Adding her opinion to the data,  Jenny Tragner, Director and Head of Policy at the UK’s leading R&D tax relief consultancy, ForrestBrown, said: “HMRC’s annual report recognises that R&D tax reliefs are vital to the government’s economic strategy, helping to drive innovation, growth and productivity. High levels of non-compliance in such a vital incentive are clearly not acceptable and need to be called out, but it’s equally important to effectively address the root causes.

“The revised estimates in HMRC’s annual report show that fraud makes up a small fraction of non-compliance cases, with the majority relating to other behaviours. The report accepts that this encompasses a range of behaviours, from genuine errors, to carelessness, to negligence. It was expected that HMRC would provide a more detailed breakdown of the scale of these different behaviours, but the report stops short of doing so.

“More detail on the causes of non-compliance is essential if HMRC is to form an effective strategy to address the problem. HMRC has poured new resources into compliance activity, however more work is needed to ensure businesses have access to clear and accurate guidance, and to minimise complexity in the scheme itself.
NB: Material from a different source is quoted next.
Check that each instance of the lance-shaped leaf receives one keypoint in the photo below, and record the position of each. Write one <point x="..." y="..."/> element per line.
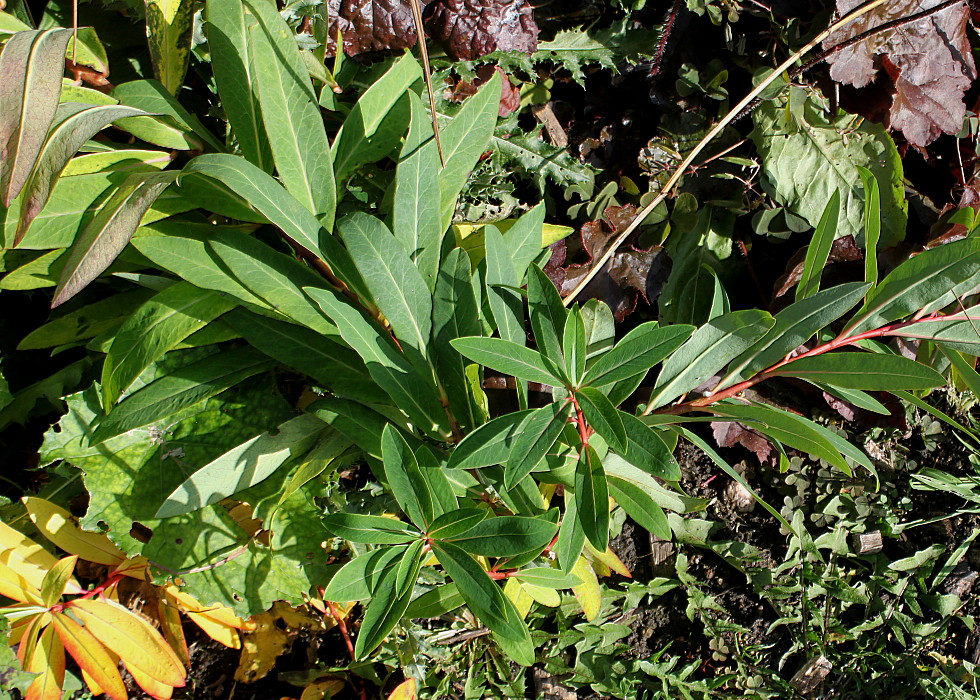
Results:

“Making sure HMRC has both sufficient resources and the right quality of staff in this specialist and complex area would go some way to tackling the issues at source. There are increasing reports of companies with legitimate R&D claims apparently falling foul of an over-zealous stance from HMRC caseworkers. Such cases would fall into non-compliance in HMRC’s data. With this data informing critical policy decisions, this point warrants further investigation.

“Alongside its annual report, HMRC published its “compliance approach to R&D tax reliefs”. It is not clear if this is what the annual report calls its “R&D Compliance Action Plan”. In terms of planned actions, most of the plan is not new. There are commitments to improve guidance and to ‘use existing communication channels to promote uptake of the R&D Advance Assurance’. Both recommendations from the House of Lords finance bill sub-committee earlier this year.

“In the meantime, companies claiming R&D tax relief should continue to expect increased scrutiny of their claims. It’s more important than ever to ensure you understand the definition of R&D for tax purposes, what costs are eligible for relief, and what information you need to provide to HMRC to demonstrate your projects meet the criteria.”